Sean Scully (B. 1945), Dead Sea, 1989 (Estimate: $700,000-900,000)
In Dead Sea – pictured, left, Sean Scully paints thick, textured bands of black and pale grey around a central rectangle of deep red. Drawing on Piet Mondrian’s architectonic grid and Rothko’s luminous chromatic harmonies, Scully’s work reconciles architectonic form with expressive gesture, vivid red with subdued grey-scale. The powerful and mystical Dead Sea, whose bands of densely painted vertical and horizontal color became Scully’s signature motif while on an influential trip to Morocco in 1969. There, the artist found inspiration in the geometric patterns of local, hand-dyed cloth and the faded and fragmented facades of the buildings.
A George II Giltwood Mirror Circa 1740 (Estimate: $30,000-50,000)
This grand mirror encapsulates the naturalistic, highly individual designs frequently termed the ‘French Picturesque Fashion’ that prevailed in important commissions at the middle of the 18th Century. Its distinctive combination of reeds embellished with paired dragons and a laurel-crowned mask draws upon the designs of London cabinet-maker Matthias Lock (d.1765).
Alfred Leslie (B. 1927), #62, 1959 (Estimate: $150,000-200,000)
#62 perfectly exemplifies the vigor and intensity that Alfred Leslie brought to his work. Leslie’s direct and gestural abstraction remain arguably beyond the efforts of his senior Abstract Expressionist contemporaries, Pollock, Rothko, and Kline. Leslie’s large painted abstract canvases are related to his earlier collage works. Perhaps inspired by his experiences in assembling collages, Leslie often divided his canvases into painted quadrants, imbuing them with diverging colors and painterly gesture. Each one of these compartments of paint stacked next to each other is a lyrical and profound composition in its own right, and together they form an exuberant and timelessness masterpiece.
The De Trafford ‘Shrub’ Carpet Khorossan, Northeast Persia, Seventeenth Century (Estimate: $30,000-50,000)
Seventeenth-century carpets from Khorassan are known for their extraordinary quality and beauty. Both the fine materials used in its creation – soft fleecy pile and beautifully dyed wool – and the skill demonstrated in the delicate drawing of the design make this carpet a superb example of its type. The present carpet is an example of the ‘shrub-tree’ carpets in the shrub carpet group (subtype 1B) with several distinctive features, which include perfectly resolved borders, a distinctive pale orange field color, pointed trees, flowering stem and cypress border and a small central medallion. The carpet in its present state evokes much of its original beauty and exemplifies the faded grandeur of the Persian Empire.
Hubert Robert (Paris 1733-1808), The Catafalque of Pope Benedict XIV in Saint Peter’s, Rome (Estimate: $200,000-300,000)

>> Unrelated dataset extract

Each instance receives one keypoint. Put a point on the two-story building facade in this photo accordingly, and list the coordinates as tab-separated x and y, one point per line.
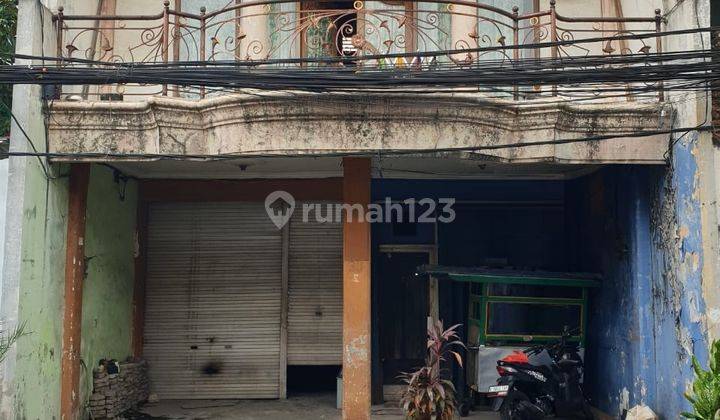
143	227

In July 1754, Robert was among the 47 people to arrive in Rome in the entourage of the newly appointed French Ambassador Etienne-François, Comte de Stainville. Robert was given a place as a pensionnaire at the French Academy, then housed in the Palazzo Mancini on the Corso. He would remain in Rome for the next eleven years. The Catafalque of Pope Benedict XIVin Saint Peter’s in Rome is among the earliest and finest of the paintings that he completed in this time. Its figures are characteristically vivid but abbreviated, with Swiss Guards, exotic tourists, colorfully dressed local peasants, and men of the church making their way beneath a cloud of incense to the funeral bier to pay their final homage to the pontiff. The painting carefully conveys the particular atmosphere and effects of daylight in its specific setting — in this instance, the towering interior of the great Vatican basilica.

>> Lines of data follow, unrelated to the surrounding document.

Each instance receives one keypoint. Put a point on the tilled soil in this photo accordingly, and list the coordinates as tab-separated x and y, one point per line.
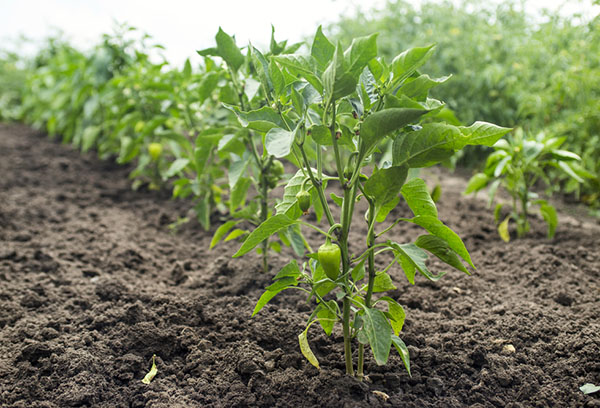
93	283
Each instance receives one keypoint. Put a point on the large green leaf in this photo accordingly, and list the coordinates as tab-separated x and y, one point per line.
299	65
482	133
378	331
418	199
322	49
263	119
263	231
411	259
278	142
272	290
432	144
361	51
385	184
419	87
228	50
440	248
396	313
405	64
403	351
437	228
382	123
337	79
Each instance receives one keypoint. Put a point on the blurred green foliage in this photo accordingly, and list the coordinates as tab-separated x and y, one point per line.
509	67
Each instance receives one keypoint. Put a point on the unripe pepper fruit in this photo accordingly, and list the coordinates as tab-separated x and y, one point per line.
303	198
330	256
155	150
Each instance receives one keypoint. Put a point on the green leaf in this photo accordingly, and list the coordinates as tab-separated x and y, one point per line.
361	51
221	231
403	351
396	313
503	229
263	119
549	214
378	331
383	283
278	142
436	193
477	182
236	233
176	167
263	231
405	64
437	228
272	291
237	196
483	133
442	250
589	388
290	270
418	199
419	87
305	349
326	317
227	50
564	166
497	211
90	134
236	169
380	124
565	155
337	80
152	373
276	78
411	259
322	49
432	144
384	185
305	67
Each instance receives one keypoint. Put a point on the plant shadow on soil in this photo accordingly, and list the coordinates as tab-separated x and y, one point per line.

A George III Mahogany and Specimen Marble Center Table, Late Eighteenth Century (Estimate: $40,000-60,000)
In 1783, a young Jonas Brooke embarked on his Grand Tour to Italy accompanied by his tutor, the Reverend John Parkinson. His various ‘antique’ purchases, almost certainly including this specimen marble slab, were sent to his family seat at Mere Hall, Cheshire, the following year following his untimely death from fever. The marble was set in an elegant Georgian table frame, probably commissioned by Jonas’s younger brother, Thomas, who succeeded him at Mere and embarked on various improvements to the house. The table is first identified in an 1840 inventory drawn up after the death of nephew Peter Langford-Brooke.